96.460 · Initiative parlementaire · 1996-12-11
Liquidé
Ausgangslage
Par un arrêt en date du 19 août 1996, le Tribunal fédéral des assurances (TFA) a mis fin à sa pratique, constante depuis 1944, de ne consentir aucune rente permanente au titre de l'assurance-accidents obligatoire aux personnes dont le degré d'invalidité est inférieur à 10 %. C'est pour cette raison que le conseiller national Hansueli Raggenbass (C, TG) a déposé le 11 décembre 1996 l'initiative parlementaire suivante : "La première phrase de l'art. 18, al. 2, de la loi sur l'assurance-accidents (LAA) doit être complétée comme suit : Est réputé invalide celui dont la capacité de gain subit vraisemblablement une atteinte permanente ou de longue durée à raison d'au moins 10 %"
Wortlaut
La première phrase de l'art. 18, al. 2, LAA doit être complétée comme suit :
"Est réputé invalide celui dont la capacité de gain subit vraisemblablement une atteinte permanente ou de longue durée à raison d'au moins 10 % ...."
Begründung
On attend toujours plus des assurances sociales. La dégradation de la situation économique contraint les assurés à exploiter tous les moyens possibles d'obtenir un gain, ce qui alourdit démesurément le coût de l'assurance-invalidité. La jurisprudence établie depuis plusieurs décennies par le Tribunal fédéral des assurances (TFA) avait considéré que seuls les assurés ayant un degré d'invalidité supérieur ou égal à 10 % avaient droit à une rente de l'assurance-accidents. Cette jurisprudence allait dans le sens du libellé de l'art. 28, al. 1er, LAI. Bien que les assurances sociales évoluent dans un environnement financier difficile, le TFA a abandonné cette pratique et conclu, dans son jugement du 19 août 1996, à l'attribution d'une rente à un accidenté ayant un degré d'invalidité de 6 %.

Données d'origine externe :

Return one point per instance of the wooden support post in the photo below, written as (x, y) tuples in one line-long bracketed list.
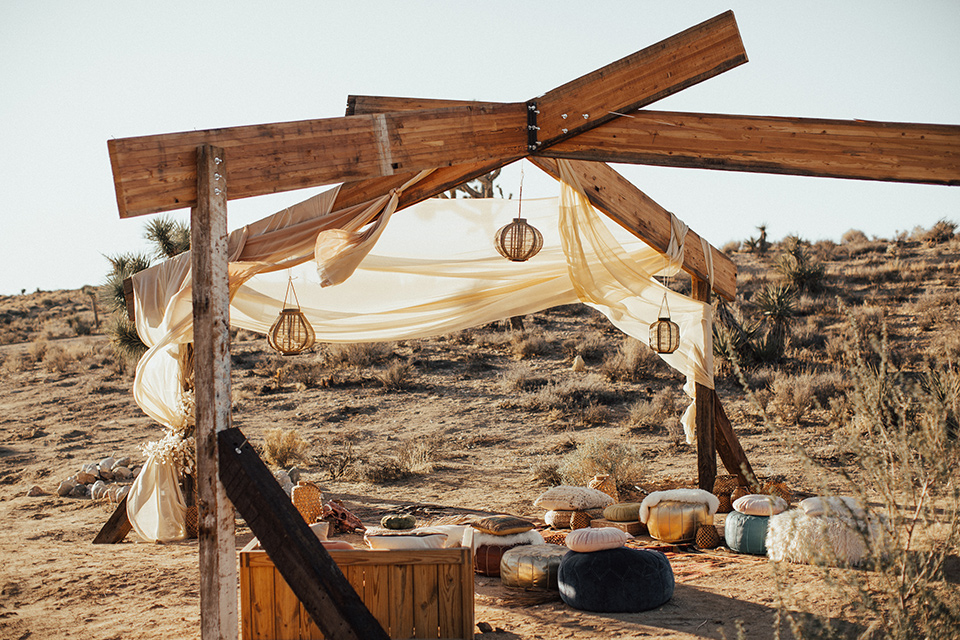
[(211, 335), (706, 443)]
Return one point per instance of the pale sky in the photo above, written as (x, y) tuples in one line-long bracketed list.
[(74, 74)]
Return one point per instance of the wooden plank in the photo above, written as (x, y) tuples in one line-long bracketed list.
[(450, 600), (401, 605), (117, 527), (706, 442), (609, 192), (857, 149), (728, 446), (376, 593), (297, 553), (157, 173), (639, 214), (287, 626), (426, 623), (211, 322)]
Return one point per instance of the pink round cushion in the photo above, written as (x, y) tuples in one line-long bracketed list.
[(756, 504), (584, 540)]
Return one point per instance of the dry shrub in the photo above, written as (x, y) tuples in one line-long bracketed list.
[(546, 473), (358, 354), (632, 362), (590, 346), (901, 431), (520, 377), (599, 456), (283, 447), (526, 345), (37, 350), (413, 457), (396, 377), (653, 413)]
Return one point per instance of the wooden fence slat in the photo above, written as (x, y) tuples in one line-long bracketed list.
[(401, 606), (426, 621)]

Le TFA ayant changé de jurisprudence, on doit apporter à la LAÀ la modification proposée si l'on ne veut pas laisser subsister des injustices. La personne invalide à cent % doit prendre à sa charge une franchise de 20 %. Dans le domaine de l'assurance-invalidité, il est même question de supprimer le quart de rente afin de rapprocher notre régime de prestations de celui de l'UE. Or, on entend indemniser les invalidités très minimes bien que la détermination du degré d'invalidité repose sur une simple estimation et non sur un calcul mathématique exact et bien que l'un des objectifs de l'introduction, en 1984, de l'indemnité pour atteinte à l'intégrité ait été de supprimer l'allocation de rentes pour les handicaps difficilement mesurables, notamment pour les dommages causés aux doigts, et de ne rien verser, dans ce domaine, aux personnes victimes d'une invalidité partielle imputable exclusivement à une maladie.

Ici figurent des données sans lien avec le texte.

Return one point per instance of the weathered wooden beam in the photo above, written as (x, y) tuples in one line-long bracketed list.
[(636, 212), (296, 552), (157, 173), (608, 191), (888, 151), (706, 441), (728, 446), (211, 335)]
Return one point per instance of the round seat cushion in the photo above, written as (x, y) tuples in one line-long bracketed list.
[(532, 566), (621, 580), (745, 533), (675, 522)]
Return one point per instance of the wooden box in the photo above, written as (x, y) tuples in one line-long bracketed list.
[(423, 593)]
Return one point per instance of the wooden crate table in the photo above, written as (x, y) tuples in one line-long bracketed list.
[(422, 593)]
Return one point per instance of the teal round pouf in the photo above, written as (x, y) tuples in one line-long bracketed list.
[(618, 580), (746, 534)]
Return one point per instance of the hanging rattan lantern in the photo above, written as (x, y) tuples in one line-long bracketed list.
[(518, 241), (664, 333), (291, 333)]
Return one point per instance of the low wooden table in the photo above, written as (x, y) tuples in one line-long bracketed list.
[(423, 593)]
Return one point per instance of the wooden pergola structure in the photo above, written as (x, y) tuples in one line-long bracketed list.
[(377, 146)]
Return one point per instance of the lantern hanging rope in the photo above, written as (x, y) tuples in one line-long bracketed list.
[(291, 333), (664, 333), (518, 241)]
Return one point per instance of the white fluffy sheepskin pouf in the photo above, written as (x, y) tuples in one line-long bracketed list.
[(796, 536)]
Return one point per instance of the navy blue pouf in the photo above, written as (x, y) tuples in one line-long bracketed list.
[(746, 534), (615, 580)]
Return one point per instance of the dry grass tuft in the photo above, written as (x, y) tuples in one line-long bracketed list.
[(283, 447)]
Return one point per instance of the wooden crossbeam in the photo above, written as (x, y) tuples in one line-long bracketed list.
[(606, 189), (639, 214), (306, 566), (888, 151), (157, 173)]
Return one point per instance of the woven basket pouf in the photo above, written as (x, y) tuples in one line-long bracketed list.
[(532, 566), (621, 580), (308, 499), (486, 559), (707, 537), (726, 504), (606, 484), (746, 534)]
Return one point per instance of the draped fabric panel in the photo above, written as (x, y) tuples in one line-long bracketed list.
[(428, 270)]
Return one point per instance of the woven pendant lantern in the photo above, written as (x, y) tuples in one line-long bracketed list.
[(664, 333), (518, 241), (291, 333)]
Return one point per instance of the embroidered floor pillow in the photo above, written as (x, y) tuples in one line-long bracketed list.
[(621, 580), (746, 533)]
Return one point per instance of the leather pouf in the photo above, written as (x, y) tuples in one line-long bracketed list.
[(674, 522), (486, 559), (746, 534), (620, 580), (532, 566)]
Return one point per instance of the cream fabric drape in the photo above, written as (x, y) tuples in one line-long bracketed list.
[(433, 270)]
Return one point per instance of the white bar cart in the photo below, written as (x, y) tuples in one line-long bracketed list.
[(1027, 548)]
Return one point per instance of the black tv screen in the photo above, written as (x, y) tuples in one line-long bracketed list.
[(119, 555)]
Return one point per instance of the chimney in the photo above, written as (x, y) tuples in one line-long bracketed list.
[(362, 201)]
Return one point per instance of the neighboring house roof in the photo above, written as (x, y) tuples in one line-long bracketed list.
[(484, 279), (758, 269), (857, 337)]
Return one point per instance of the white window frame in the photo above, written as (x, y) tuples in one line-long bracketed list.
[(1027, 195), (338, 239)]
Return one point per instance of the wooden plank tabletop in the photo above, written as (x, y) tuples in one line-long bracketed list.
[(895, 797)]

Le jugement du TFÀ qui est à l'origine de la présente intervention est malvenu en période d'explosion des coûts de la santé. Les charges supplémentaires qui en résulteront pour l'assurance-accidents représenteront un montant de plusieurs dizaines de millions de francs. La lutte pour l'octroi de prestations de rente va s'en trouver accentuée et les charges administratives vont augmenter considérablement. De plus, les efforts du particulier pour compenser ce grignotement de son revenu seront réduits à néant. La présente intervention a pour objet non pas de réduire les prestations sociales, mais de lutter contre un étoffement inutile de ces prestations.

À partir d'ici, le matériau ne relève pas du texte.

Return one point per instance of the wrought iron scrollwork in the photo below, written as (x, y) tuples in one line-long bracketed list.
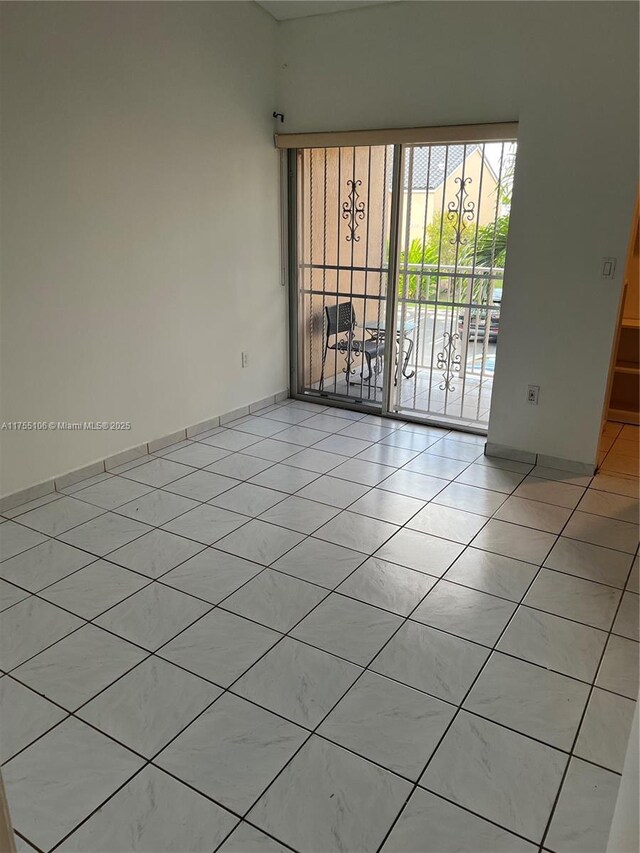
[(353, 210), (449, 360), (461, 211)]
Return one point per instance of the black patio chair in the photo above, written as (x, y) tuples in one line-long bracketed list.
[(341, 320)]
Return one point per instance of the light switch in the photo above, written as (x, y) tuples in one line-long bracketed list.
[(608, 268)]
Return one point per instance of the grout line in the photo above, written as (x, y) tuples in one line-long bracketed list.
[(329, 592)]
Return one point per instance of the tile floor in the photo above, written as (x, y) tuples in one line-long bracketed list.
[(316, 630)]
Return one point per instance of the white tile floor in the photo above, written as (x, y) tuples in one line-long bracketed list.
[(315, 630)]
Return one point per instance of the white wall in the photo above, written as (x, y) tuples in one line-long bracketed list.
[(569, 73), (140, 248)]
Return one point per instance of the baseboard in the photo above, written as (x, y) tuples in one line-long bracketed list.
[(39, 490), (541, 459)]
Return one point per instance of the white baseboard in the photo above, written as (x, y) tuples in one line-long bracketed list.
[(39, 490)]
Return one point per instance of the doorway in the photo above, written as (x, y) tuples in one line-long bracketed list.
[(397, 255)]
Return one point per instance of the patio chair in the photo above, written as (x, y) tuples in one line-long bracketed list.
[(341, 320)]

Cette proposition ne doit pas préjuger de l'issue du débat sur l'octroi de rentes dans l'assurance-invalidité.
Verhandlungen
Pour la majorité de la Commission de sécurité sociale du Conseil national, l'initiative parlementaire ne prétend pas démanteler les prestations sociales, mais éviter qu'elles ne connaissent une extension excessive, arguments suivis par le Conseil avec91 voix contre 41.
Le Conseil des États a adhéré sans opposition à la décision du Conseil national.